First idea that comes to mind is to take all positions and check if bits

at corresponding positions are different.

#### Approach 1. Naive

**Intuition:**

Given two numbers A and B. We can take the lowest bit of A and the lowest bit of B

and check if they are equal. Then, we just delete these two bits.

**Getting the lowest bit:**

If we represent a number in binary system, we will have sum of some powers of two.

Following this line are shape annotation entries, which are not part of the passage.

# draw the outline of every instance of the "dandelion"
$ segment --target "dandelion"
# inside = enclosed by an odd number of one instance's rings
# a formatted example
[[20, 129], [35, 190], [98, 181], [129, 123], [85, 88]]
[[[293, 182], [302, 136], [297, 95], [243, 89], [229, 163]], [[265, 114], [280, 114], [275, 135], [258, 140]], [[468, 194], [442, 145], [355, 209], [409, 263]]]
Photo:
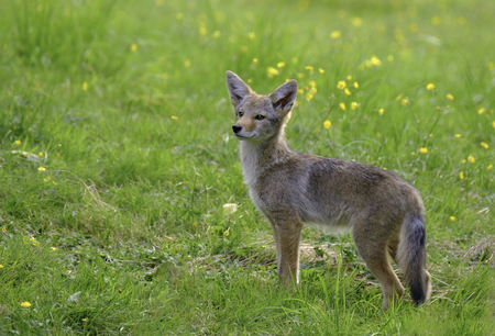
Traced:
[[268, 78], [273, 78], [274, 76], [280, 75], [280, 72], [277, 69], [275, 69], [274, 67], [267, 67], [266, 75], [268, 76]]
[[340, 81], [337, 83], [337, 88], [338, 88], [339, 90], [345, 89], [345, 80], [340, 80]]
[[234, 213], [235, 211], [238, 211], [238, 204], [235, 204], [235, 203], [223, 204], [223, 214], [224, 215], [228, 215], [230, 213]]
[[342, 33], [340, 31], [333, 31], [333, 32], [330, 33], [330, 37], [332, 40], [340, 38], [340, 36], [342, 36]]
[[382, 60], [380, 60], [378, 57], [376, 57], [376, 56], [373, 56], [373, 57], [371, 58], [371, 63], [372, 63], [372, 65], [374, 65], [374, 66], [380, 66], [380, 65], [382, 65]]

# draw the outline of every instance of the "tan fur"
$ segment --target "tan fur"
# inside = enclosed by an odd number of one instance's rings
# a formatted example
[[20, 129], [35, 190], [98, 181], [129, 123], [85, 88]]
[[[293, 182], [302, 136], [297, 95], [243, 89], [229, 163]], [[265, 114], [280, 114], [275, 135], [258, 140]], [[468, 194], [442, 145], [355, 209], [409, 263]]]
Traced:
[[298, 282], [302, 223], [324, 231], [349, 228], [360, 256], [381, 283], [384, 310], [404, 293], [389, 256], [404, 270], [415, 303], [425, 302], [430, 277], [425, 269], [425, 209], [419, 192], [374, 166], [290, 150], [284, 128], [297, 94], [295, 80], [261, 96], [227, 71], [227, 86], [245, 182], [271, 223], [283, 283]]

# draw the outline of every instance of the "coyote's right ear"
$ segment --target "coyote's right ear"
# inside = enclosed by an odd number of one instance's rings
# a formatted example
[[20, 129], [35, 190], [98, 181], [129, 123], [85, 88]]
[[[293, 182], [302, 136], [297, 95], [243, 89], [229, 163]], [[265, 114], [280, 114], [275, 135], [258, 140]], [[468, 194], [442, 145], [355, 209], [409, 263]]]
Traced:
[[270, 94], [275, 111], [288, 113], [294, 105], [297, 96], [297, 81], [289, 80], [279, 86]]
[[226, 72], [227, 88], [229, 89], [230, 101], [235, 108], [245, 97], [253, 94], [253, 90], [242, 81], [241, 77], [232, 71]]

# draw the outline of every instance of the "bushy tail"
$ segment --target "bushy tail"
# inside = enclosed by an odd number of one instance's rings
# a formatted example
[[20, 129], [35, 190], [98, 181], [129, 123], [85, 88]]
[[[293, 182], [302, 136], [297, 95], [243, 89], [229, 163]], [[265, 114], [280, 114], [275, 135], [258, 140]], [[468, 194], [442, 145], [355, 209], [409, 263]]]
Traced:
[[426, 267], [426, 229], [422, 215], [405, 219], [397, 248], [397, 262], [405, 272], [410, 295], [416, 304], [424, 303], [430, 295], [430, 275]]

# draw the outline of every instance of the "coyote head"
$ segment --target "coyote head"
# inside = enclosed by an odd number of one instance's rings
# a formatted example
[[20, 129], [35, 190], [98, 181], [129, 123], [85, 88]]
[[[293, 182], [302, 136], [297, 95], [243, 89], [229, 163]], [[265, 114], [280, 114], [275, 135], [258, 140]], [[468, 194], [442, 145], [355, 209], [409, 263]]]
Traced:
[[227, 71], [227, 88], [234, 107], [234, 135], [241, 141], [264, 142], [283, 134], [297, 94], [297, 81], [289, 80], [268, 96], [256, 94], [234, 72]]

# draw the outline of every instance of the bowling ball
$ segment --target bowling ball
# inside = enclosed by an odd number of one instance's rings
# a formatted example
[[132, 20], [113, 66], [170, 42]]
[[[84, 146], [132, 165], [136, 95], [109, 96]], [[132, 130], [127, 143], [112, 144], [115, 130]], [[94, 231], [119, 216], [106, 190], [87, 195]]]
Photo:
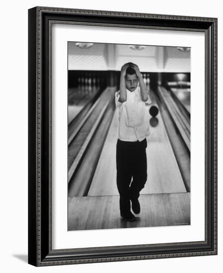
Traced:
[[149, 123], [152, 127], [156, 127], [159, 123], [159, 120], [157, 118], [151, 118], [149, 121]]
[[156, 106], [153, 105], [151, 106], [149, 109], [149, 114], [152, 116], [152, 117], [155, 117], [159, 113], [159, 109]]

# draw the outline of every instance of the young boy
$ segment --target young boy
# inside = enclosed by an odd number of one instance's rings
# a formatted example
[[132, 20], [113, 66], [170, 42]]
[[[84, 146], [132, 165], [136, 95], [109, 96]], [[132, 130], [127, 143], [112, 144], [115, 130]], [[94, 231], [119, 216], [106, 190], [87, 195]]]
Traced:
[[147, 180], [146, 148], [149, 118], [145, 103], [151, 102], [136, 65], [128, 63], [122, 67], [119, 90], [115, 93], [115, 100], [119, 108], [116, 163], [120, 212], [124, 220], [134, 221], [130, 201], [133, 212], [139, 214], [139, 192]]

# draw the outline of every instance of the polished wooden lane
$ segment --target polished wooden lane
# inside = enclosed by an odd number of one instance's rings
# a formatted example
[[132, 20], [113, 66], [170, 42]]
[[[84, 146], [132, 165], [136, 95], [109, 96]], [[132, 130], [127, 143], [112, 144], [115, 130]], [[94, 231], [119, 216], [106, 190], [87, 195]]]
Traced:
[[68, 199], [68, 230], [190, 224], [187, 193], [142, 195], [141, 211], [134, 222], [121, 218], [119, 196], [73, 197]]
[[68, 90], [68, 124], [77, 116], [86, 104], [99, 92], [99, 88], [91, 90], [71, 88]]
[[[157, 106], [151, 93], [153, 103]], [[158, 107], [158, 106], [157, 106]], [[116, 143], [118, 135], [116, 109], [102, 151], [88, 196], [118, 194], [116, 185]], [[147, 138], [147, 181], [142, 194], [185, 193], [186, 190], [160, 114], [156, 127], [150, 126]], [[100, 139], [99, 139], [100, 141]]]

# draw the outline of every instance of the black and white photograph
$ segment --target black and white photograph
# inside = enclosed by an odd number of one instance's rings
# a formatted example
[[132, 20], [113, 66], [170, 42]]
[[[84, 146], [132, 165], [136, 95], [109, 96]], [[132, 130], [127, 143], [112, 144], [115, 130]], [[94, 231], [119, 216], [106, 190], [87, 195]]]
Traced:
[[191, 48], [67, 47], [68, 230], [190, 225]]

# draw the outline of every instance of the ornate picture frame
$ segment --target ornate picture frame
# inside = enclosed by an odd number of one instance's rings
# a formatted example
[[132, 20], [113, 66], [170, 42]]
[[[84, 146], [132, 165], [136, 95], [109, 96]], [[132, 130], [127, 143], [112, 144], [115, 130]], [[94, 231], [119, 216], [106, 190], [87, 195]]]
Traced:
[[[205, 36], [205, 239], [52, 247], [52, 26], [200, 32]], [[36, 7], [28, 10], [28, 263], [35, 266], [217, 254], [217, 19]], [[199, 171], [199, 170], [197, 171]], [[66, 182], [65, 182], [66, 183]], [[74, 231], [75, 232], [75, 231]]]

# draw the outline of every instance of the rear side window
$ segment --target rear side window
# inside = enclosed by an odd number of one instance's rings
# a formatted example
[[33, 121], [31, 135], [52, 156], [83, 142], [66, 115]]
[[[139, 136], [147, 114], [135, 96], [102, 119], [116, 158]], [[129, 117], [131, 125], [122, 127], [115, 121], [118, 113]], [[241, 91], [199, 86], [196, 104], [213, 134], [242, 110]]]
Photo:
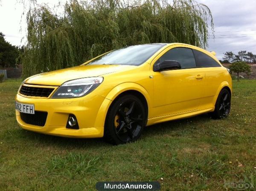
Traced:
[[186, 48], [175, 48], [166, 52], [156, 63], [171, 60], [179, 62], [182, 69], [196, 67], [195, 61], [192, 50]]
[[198, 67], [218, 67], [221, 66], [213, 58], [196, 50], [193, 50]]

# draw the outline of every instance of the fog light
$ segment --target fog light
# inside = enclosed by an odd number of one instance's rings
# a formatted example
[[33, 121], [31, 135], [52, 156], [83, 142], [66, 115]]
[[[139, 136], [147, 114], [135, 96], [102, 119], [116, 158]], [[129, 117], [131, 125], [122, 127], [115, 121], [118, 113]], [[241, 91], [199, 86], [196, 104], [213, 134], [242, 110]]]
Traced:
[[78, 126], [78, 122], [76, 116], [73, 114], [70, 114], [67, 119], [67, 122], [66, 126], [67, 128], [69, 129], [78, 129], [79, 127]]

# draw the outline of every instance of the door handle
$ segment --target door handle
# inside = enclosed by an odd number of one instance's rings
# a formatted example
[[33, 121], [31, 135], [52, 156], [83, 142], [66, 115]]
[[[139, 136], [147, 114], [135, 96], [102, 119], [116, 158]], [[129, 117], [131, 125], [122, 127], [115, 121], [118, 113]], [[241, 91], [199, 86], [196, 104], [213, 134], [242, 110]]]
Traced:
[[201, 76], [200, 75], [198, 75], [195, 77], [195, 78], [198, 79], [203, 79], [204, 76]]

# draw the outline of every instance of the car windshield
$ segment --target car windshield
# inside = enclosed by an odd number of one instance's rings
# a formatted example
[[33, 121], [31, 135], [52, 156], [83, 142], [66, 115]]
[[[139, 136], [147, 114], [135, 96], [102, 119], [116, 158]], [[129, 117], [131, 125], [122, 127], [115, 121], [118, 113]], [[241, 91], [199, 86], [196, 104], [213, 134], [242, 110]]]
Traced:
[[139, 66], [149, 58], [164, 44], [143, 44], [115, 50], [90, 62], [90, 65], [116, 64]]

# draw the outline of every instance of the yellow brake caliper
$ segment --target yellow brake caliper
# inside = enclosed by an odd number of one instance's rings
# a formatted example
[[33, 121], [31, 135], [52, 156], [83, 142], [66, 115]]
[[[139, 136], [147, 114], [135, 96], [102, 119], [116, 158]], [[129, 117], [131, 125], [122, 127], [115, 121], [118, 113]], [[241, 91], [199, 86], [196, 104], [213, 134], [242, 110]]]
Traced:
[[118, 115], [115, 116], [114, 124], [116, 128], [117, 128], [119, 126], [119, 116]]

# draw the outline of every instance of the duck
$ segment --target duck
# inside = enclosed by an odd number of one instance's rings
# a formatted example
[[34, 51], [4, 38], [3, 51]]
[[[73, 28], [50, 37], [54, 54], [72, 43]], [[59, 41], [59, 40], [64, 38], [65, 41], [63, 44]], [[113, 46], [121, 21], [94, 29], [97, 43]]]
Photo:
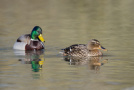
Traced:
[[45, 49], [45, 40], [42, 36], [42, 29], [39, 26], [35, 26], [31, 31], [31, 34], [21, 35], [13, 45], [15, 50], [41, 50]]
[[106, 48], [101, 46], [97, 39], [91, 39], [87, 44], [73, 44], [66, 47], [63, 50], [64, 56], [75, 56], [75, 57], [88, 57], [88, 56], [102, 56], [103, 53], [100, 51], [107, 51]]

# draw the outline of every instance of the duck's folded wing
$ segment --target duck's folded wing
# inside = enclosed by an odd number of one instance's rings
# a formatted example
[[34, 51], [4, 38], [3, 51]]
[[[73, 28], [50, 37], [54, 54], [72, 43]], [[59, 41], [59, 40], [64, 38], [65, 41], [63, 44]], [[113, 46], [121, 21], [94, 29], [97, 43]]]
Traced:
[[16, 42], [30, 43], [30, 40], [31, 40], [31, 35], [25, 34], [25, 35], [20, 36]]

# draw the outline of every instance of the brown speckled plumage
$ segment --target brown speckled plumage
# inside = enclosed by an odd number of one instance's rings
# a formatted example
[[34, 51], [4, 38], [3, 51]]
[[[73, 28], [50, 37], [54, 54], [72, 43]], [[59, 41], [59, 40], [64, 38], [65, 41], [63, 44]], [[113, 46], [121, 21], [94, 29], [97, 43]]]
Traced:
[[100, 45], [100, 42], [96, 39], [92, 39], [88, 44], [74, 44], [64, 50], [64, 56], [76, 56], [76, 57], [86, 57], [86, 56], [102, 56], [102, 52], [99, 49], [105, 49]]

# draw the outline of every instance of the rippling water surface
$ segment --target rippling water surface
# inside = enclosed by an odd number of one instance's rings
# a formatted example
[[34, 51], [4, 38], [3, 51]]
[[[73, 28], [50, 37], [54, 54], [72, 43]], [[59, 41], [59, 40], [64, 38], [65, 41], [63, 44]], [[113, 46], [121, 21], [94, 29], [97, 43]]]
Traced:
[[[133, 0], [1, 0], [1, 90], [133, 90]], [[16, 39], [43, 29], [45, 51], [14, 51]], [[69, 58], [71, 44], [98, 39], [104, 57]]]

For example, let's consider 22. It's binary representation is 10110, so

22 = 1*2^4 + 0*2^3 + 1*2^2 + 1*2^1 + 0*2^1. As you can see, the lowest bit of any

number defines a parity of this number. That is, odd numbers will have 1 as the lowest bit,

even numbers will have 0.

**Removing the lowest bits:**

Let's take 22 again. It's binary representation is 10110. Now, let's remove last

(lowest) bit. It becomes 1011 which is 11. Here's the trick: removing the

lowest bit is same as diving by 2. If number is odd, just round it down, so 23

without the last bit is also 11.

**Algorithm:** While either of number is positive, just take the lowest bits,

compare them until we will finish with all positions.

```
class Solution {
public:
// getting the lowest bit
int getLowestBit(int x) {
return x % 2;
}
int removeLowestBit(int x) {
return x / 2;
}
int hammingDistance(int x, int y) {
int result = 0;
while (x > 0 or y > 0) {
int bit_x = getLowestBit(x);
int bit_y = getLowestBit(y);
if (bit_x != bit_y)
result++;
x = removeLowestBit(x);
y = removeLowestBit(y);
}
return result;
}
};
```

**Complexity Analysis:**

Time complexity: O(log2(max(A, B))).

If we can just iterate through all

positions (bits), this should work in $$O(numberOfPositions)$$. And we know that

decimal number N will have O(log2(N)) bits in binary representation. So solution

will be O(log(max(A, B))).

#### Approach 2. Bit operations

**Intuition:**

What does the XOR operation do? For each position in binary representation,

A xor B will have 1 if bits in corresponding positions differ. That's what we need.

Answer for this problem will be number of ones in A xor B.

**Algorithm:** Just find A xor B and count number of bits in it. In C++, that

would be pretty short.

```
class Solution {
public:
int hammingDistance(int x, int y) {
return __builtin_popcount(x ^ y);
}
};
```

**Complexity Analysis:**

Time complexity: O(log2(max(A, B))).

XOR operation works in O(1), although counting number of ones will be O(log2(N)).